How to generate sitemap.xml for ASP.NET Core rendering host serving Sitecore headless content

Disclaimer: This is a bespoke solution, NOT recommended by Sitecore, using GraphQL and was attempted for the Sitecore MVP site since MVP site doesn't have a sitemap.xml and is not built on SXA headless. Note that for XM Cloud, Sitemap must ideally be built using the OOTB capability.

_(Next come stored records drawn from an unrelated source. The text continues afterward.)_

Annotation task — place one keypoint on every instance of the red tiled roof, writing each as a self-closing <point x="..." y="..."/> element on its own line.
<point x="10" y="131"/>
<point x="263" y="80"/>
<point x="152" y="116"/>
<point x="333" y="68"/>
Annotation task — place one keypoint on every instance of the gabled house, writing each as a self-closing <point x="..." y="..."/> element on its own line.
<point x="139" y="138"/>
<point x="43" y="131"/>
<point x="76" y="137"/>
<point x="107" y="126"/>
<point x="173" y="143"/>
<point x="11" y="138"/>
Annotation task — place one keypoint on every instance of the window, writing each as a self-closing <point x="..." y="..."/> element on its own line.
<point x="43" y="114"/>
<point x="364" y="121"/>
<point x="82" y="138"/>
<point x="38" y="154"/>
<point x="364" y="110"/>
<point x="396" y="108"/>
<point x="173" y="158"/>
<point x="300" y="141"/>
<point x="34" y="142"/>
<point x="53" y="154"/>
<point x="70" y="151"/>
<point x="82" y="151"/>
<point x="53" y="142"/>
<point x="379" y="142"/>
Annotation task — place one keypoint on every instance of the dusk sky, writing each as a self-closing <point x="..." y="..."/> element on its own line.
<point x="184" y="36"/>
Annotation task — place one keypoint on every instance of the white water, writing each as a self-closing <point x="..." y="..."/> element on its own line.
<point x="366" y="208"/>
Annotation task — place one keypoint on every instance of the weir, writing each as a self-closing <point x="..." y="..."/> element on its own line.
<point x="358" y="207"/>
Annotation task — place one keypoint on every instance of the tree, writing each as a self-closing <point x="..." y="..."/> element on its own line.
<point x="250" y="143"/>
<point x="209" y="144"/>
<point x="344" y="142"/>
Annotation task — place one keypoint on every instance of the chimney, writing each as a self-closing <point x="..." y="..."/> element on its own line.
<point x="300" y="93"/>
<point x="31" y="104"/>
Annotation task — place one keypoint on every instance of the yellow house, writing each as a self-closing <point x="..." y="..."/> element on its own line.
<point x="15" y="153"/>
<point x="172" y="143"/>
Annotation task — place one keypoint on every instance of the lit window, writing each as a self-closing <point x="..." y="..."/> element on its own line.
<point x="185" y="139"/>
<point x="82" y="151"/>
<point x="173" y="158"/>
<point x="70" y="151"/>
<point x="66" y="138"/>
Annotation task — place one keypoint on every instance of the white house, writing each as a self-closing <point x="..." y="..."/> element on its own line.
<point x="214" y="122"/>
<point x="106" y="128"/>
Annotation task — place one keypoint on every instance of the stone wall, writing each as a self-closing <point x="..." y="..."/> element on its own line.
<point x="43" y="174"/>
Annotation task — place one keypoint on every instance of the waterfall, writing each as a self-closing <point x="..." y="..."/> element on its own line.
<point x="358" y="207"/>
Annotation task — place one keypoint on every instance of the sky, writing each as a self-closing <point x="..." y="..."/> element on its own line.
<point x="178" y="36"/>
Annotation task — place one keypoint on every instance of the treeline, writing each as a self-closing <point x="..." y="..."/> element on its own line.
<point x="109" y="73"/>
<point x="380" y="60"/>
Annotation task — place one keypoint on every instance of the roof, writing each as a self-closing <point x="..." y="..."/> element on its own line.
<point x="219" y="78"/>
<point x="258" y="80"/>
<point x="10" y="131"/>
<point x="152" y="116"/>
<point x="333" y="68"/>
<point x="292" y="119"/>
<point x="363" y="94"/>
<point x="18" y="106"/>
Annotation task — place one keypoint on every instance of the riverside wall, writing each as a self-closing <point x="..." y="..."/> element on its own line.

After writing the original post, I realised, this solution could be tweaked further. Since this is a new terrain, I'm writing my thoughts here in the Further Update section while the original post is under it! Also, based on general analysis, it doesn't matter if you generate sitemap.xml on-the-fly or serve stored content until the xml is up-to-date and doesn't suffer from load-time issues!

Further Update(s):

Ideally, any Sitemap.xml generation process would be effective/efficient with this approach:


While the original post below covers the generation and get process in a one-step approach (with some caching option since MVP site is small), it would be good to have a two-step approach (specifically for bigger sites on XM Cloud):

1. Generate and store the xml file in Sitecore content tree before-hand. For example, GraphQL uploadMedia mutation or insert the xml to a Sitecore sitemap item

2. During the actual http request, retrieve the generated xml and render the sitemap.xml

Original Post:

The use of sitemap.xml for a website is very well known. In short, it helps index your site content by specifying all pages in one place for SEO to rank your site on top of a search page/engine like Google. For more details refer this Google documentation.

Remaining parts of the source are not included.